Une pièce, le temps d’un match de football diffusé sur le plateau. Comme pour réunir les âmes, mais surtout faire du théâtre un geste performatif et de communion duquel peuvent jaillir ces mots et ces images qui rendront leur brillance à nos intelligences bafouées.

Un geste de conciliation, donc, qui jamais ne s’oublie dans le goudron des médiations politiciennes. Et pourtant, tout devait nous mener à sortir de la salle les joues collantes de ces larmes de miel dont nous connaissons si bien le goût, tant l’argument de la pièce semblait construit pour faire des comédiennes ces abeilles travailleuses au service d’un propos éculé sur « la difficulté d’être une femme, d’être homosexuelle, noire ou ronde. » Pour sortir immédiatement de l’écueil que constituait l’idée même d’un tel projet, Rebecca Chaillon a opté pour la seule solution possible: faire du théâtre. Entendre ici, « du théâtre, et non de la politique », faisant ainsi de facto de ce théâtre un geste intrinsèquement politique qui n’a besoin de s’assumer en tribune pour être.

Des images alors, immédiatement. D’entrée de jeu, le corps de Rebecca Chaillon s’impose sur un fond de scène devenu gradin de stade pour s’afficher fumant et mangeant à l’excès, affichant d’emblée sans discours nécessaire toute la belle ambiguïté de sa situation de femme lesbienne qui veut faire du football. Mais dans son théâtre, une image en chasse l’autre et à la douce mais drôle mélancolie de cette première image fait suite une autre : celle de 10 joueuses qui déboulent solidement sur un plateau qu’elles occuperont ainsi que le monde, sans jamais déserter pendant 90 minutes.
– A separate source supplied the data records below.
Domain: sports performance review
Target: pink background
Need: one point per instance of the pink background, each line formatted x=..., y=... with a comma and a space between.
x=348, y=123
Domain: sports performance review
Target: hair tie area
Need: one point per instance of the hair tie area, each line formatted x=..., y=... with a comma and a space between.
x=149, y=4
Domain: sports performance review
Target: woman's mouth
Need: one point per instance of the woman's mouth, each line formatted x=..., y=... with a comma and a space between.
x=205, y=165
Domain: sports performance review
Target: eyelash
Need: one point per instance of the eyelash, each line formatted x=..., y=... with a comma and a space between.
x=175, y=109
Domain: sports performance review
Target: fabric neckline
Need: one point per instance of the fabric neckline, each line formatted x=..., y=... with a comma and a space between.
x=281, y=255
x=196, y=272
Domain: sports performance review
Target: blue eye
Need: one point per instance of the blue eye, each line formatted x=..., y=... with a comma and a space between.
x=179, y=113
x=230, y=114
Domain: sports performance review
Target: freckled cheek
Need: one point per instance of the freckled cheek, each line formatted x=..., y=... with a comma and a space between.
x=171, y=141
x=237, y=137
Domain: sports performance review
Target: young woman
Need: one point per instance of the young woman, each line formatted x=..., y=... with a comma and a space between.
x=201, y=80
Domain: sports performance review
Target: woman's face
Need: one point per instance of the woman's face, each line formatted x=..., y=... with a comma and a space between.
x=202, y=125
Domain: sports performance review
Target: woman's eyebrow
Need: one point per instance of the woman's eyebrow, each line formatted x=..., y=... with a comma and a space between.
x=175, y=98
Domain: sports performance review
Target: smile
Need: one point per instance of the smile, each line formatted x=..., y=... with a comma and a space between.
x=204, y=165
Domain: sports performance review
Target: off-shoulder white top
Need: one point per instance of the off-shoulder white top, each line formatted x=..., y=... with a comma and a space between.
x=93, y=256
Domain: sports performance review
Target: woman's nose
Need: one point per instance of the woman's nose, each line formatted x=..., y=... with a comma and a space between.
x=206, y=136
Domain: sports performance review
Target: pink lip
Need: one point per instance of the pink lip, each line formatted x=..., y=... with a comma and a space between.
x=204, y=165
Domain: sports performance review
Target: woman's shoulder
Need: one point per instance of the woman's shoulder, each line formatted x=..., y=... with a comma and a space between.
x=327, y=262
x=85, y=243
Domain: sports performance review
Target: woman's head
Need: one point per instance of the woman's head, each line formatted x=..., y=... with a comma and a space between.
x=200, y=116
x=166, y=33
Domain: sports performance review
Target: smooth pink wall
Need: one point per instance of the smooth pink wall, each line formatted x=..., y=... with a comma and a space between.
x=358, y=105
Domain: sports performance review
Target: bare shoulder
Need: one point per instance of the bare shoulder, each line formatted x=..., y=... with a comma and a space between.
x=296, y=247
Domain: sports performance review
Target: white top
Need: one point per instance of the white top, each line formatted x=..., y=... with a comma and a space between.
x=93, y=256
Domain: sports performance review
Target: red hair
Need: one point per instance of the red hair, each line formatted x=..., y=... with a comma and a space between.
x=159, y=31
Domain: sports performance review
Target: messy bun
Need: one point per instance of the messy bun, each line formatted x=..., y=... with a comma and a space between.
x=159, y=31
Sur la terre battue qui recouvre le plateau, tout se mélange jusqu’à faire de chacun des mots dits et des images construites les graines de ce monde qui poussera peut-être et dont nous rêvons. La pisse, les crachats, les couleurs de la nation et les pleurs de ceux qui la font. Tout sera mélangé dans un balais de séquences saccadées, certaines plus efficaces que d’autres. Alors que les joueuses, nues, sortent des vestiaires pour chacune venir s’abreuver du corps et des mots de la pythie Chaillon, c’est Castellucci qui s’impose et les images d’une Orestie fondatrice du théâtre d’aujourd’hui. Mais ce n’est pas toujours le cas, et c’est bien ainsi tant ce geste vaut aussi par sa jeunesse. Oui, à certains instant les mots trébuchent et les sens se défont, noyés que nous sommes parfois dans le mélange des pensées puisque tout y passe : le politique, le football comme rituel, la dictature de Vladimir Poutine… tout. Strictement tout.
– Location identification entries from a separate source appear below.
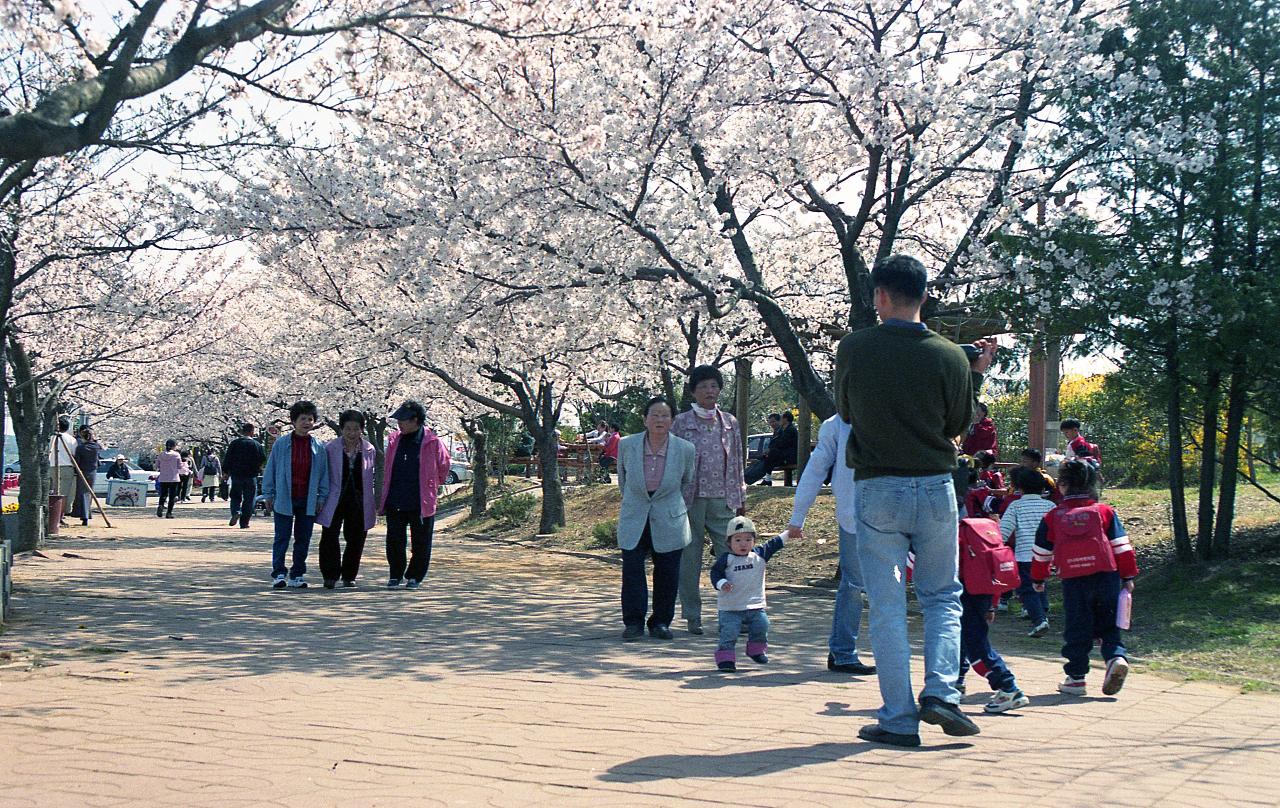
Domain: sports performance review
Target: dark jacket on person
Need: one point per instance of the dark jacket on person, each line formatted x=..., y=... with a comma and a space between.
x=906, y=392
x=245, y=457
x=782, y=447
x=87, y=453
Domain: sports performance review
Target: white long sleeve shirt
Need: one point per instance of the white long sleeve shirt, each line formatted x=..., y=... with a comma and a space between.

Victoire par chaos de l’artiste sur son public, vous direz-vous ? Certainement pas. A force de seriner des idées et de magnifier nos vues, Rebecca Chaillon et ses joueuses ne font ici rien que leur mission. Alors que de sous la terre apparaît en fin de représentation le vert d’un gazon riche comme l’espoir, elles ne nous posent plus qu’une seule question, claire et limpide celle-ci : « Quand est-ce qu’on arrête de rêver dans le vide ? » Et la réponse semble être très claire, elle aussi : maintenant.

Au Carreau du Temple, à Paris, les 29 et 30 novembre 2018.